4 thoughts on “North Carolina Visit”
At what time is your session? Perhaps I can make it.
How long are you staying in CH? Any socializing plans?
Sorry… 2:30 PM at the Carolina Inn. I’m planning on staying with relatives Friday night. My flight back is Saturday afternoon.
I dug around that website and found it was on 2:30 which was not the time I could make it (picking up the kids from school etc.).
Like the talk you posted above – but how was the “debate”?
Well, hopefully we’ll meet some other time….
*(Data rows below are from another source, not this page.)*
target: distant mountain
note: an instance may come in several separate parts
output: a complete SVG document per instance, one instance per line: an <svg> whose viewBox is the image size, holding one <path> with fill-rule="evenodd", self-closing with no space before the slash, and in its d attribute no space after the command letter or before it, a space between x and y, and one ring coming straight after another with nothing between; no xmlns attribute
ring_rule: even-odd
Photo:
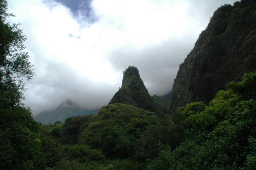
<svg viewBox="0 0 256 170"><path fill-rule="evenodd" d="M68 117L96 113L98 110L84 109L71 101L67 100L61 103L55 110L43 111L34 118L43 124L49 124L56 121L63 122Z"/></svg>
<svg viewBox="0 0 256 170"><path fill-rule="evenodd" d="M256 1L225 4L214 13L180 65L172 88L172 111L209 102L226 83L256 69Z"/></svg>
<svg viewBox="0 0 256 170"><path fill-rule="evenodd" d="M137 67L129 66L123 77L122 87L109 104L121 103L154 111L153 101L140 78Z"/></svg>
<svg viewBox="0 0 256 170"><path fill-rule="evenodd" d="M166 95L159 96L161 99L168 105L170 105L172 101L172 91L171 91Z"/></svg>

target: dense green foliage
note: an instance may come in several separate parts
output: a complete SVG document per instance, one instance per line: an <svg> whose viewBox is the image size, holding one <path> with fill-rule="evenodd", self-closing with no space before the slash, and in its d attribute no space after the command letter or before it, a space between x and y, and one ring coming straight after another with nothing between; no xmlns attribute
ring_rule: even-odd
<svg viewBox="0 0 256 170"><path fill-rule="evenodd" d="M227 31L233 26L225 20L238 17L237 13L247 12L246 22L254 20L255 6L254 1L244 0L220 8L209 24L213 26L197 43L204 34ZM137 68L129 67L113 104L96 114L40 124L20 103L22 78L30 79L33 73L27 53L22 52L25 37L17 25L5 22L12 16L6 8L6 2L0 0L1 169L256 169L256 72L227 84L208 103L189 103L170 115L160 97L149 95ZM245 23L236 21L234 26Z"/></svg>
<svg viewBox="0 0 256 170"><path fill-rule="evenodd" d="M214 12L180 65L172 88L173 112L190 102L208 103L226 84L256 70L256 1L225 4Z"/></svg>
<svg viewBox="0 0 256 170"><path fill-rule="evenodd" d="M98 111L83 108L71 101L67 100L62 103L55 110L43 111L34 118L38 122L47 125L57 121L64 122L68 117L96 113Z"/></svg>
<svg viewBox="0 0 256 170"><path fill-rule="evenodd" d="M180 107L175 117L185 141L166 145L148 169L246 169L256 168L256 72L219 91L208 106Z"/></svg>
<svg viewBox="0 0 256 170"><path fill-rule="evenodd" d="M38 123L22 107L23 78L33 75L26 39L18 24L6 22L7 2L0 0L0 166L2 169L33 169L41 151Z"/></svg>
<svg viewBox="0 0 256 170"><path fill-rule="evenodd" d="M132 105L154 111L152 99L136 67L129 66L124 71L122 87L109 102L110 104L116 103Z"/></svg>

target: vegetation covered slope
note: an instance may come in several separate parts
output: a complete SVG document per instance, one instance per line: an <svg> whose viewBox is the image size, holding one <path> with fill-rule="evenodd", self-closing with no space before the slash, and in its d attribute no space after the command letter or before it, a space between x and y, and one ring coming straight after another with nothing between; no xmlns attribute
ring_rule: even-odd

The “debate” went reasonably well. There were prepared questions that we took for about 15 minutes, and then questions from the audience. I’ve been thinking of ways to counter the masses of quotes used by Minnich in his responses. There was a plain misquote, an assertion that Daniel Dennett had advocated taking children away from parents who advocated creationism. I said I was skeptical that Dennett said any such thing, noting Dennett’s actual stance that not all beliefs deserve protection and respect, where his idea of quarantine was made in the context of talking about belief systems that advocated violence or murder. I was able to look up stuff about Dennett and found that William Dembski had made a similar statement in 2000, which he then “clarified” (Billy Grassie called it a retraction). I mentioned this to Minnich following the end of the symposium, and he said that perhaps he was thinking about something Dawkins said.